Pas intéressé par une offre de job ? Comment répondre sans griller une autre opportunité

Le poste qu’on vous propose ne vous convient pas ? Au moment de répondre au recruteur, ne perdez pas de vue qu’il pourrait, à l’avenir, avoir des opportunités plus intéressantes. Voici quelques conseils pour refuser tout en donnant envie à votre interlocuteur de vous recontacter.

Franchise et courtoisie


Alain Jacob, président d’AJ Conseil et membre de l’association nationale des DRH, est formel : « Il faut savoir rester poli en toutes circonstances. » Y compris quand la proposition d’emploi en question est jugée insuffisante : « Il peut y avoir un manque d’intérêt financier ou des perspectives d’avenir incertaines. Il faut savoir l’expliquer avec franchise.
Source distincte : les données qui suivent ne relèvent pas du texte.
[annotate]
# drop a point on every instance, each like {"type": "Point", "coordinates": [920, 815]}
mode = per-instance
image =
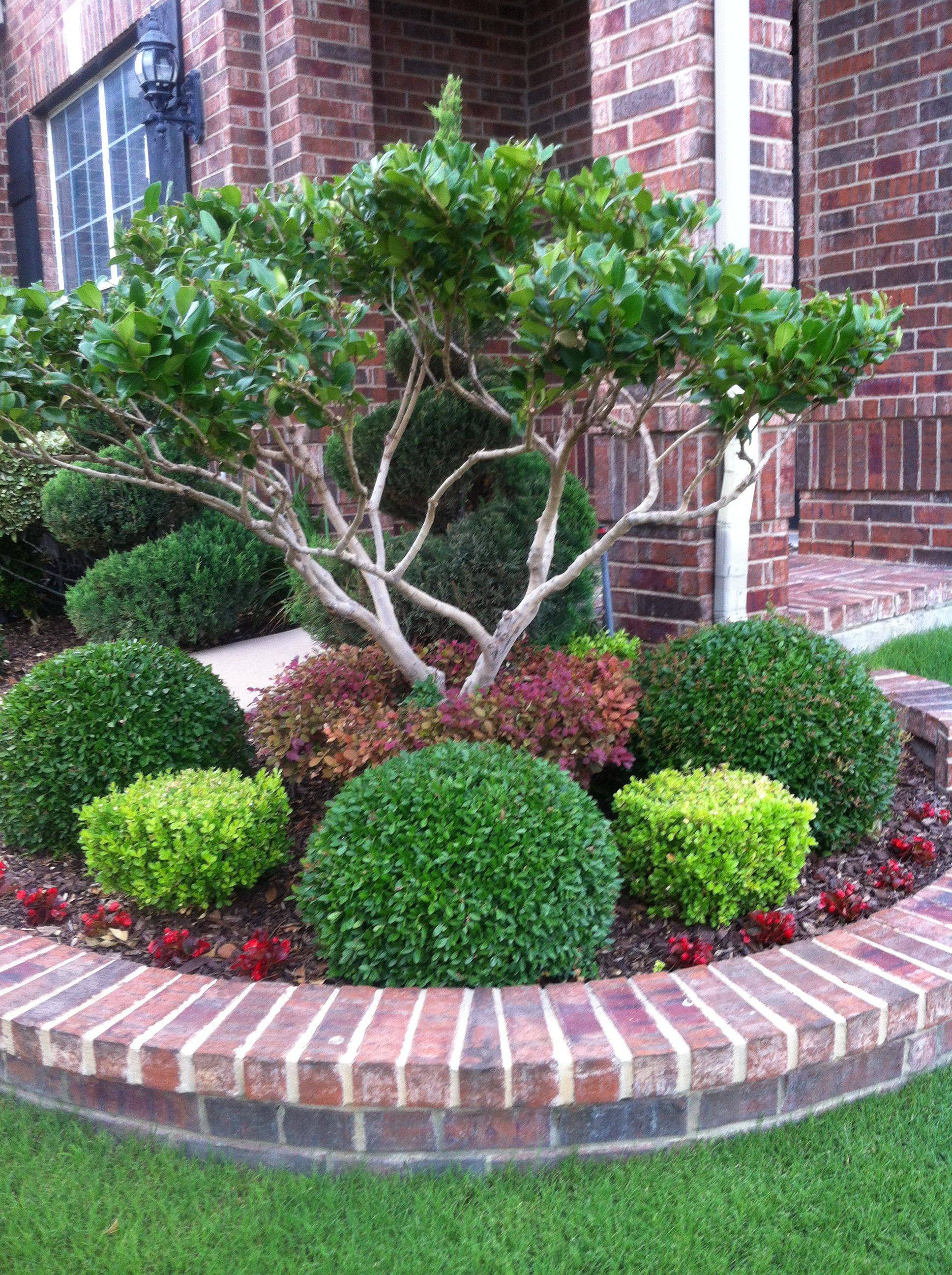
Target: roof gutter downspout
{"type": "Point", "coordinates": [732, 119]}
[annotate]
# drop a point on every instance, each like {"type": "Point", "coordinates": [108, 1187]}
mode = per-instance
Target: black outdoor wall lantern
{"type": "Point", "coordinates": [174, 98]}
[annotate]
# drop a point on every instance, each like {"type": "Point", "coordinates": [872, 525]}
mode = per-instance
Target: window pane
{"type": "Point", "coordinates": [86, 208]}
Si l’argumentation est bonne et sincère, ce sera généralement compris des recruteurs. » Un point de vue partagé par Julien Delair, consultant senior chez Hays, qui apporte une nuance : « Autant que possible, il faut être franc vis-à-vis de son refus mais attention tout de même à ne pas dénigrer la société qui vous propose un emploi. » Il n’existe pas de petites propositions qui ne méritent que dédain ou moquerie, toutes doivent être respectées. Les recruteurs d’une même branche professionnelle peuvent être amenés à communiquer entre eux et il serait dommage que vous passiez pour quelqu’un de malpoli. Il faut savoir envisager sa carrière sur le long terme et ne pas se griller.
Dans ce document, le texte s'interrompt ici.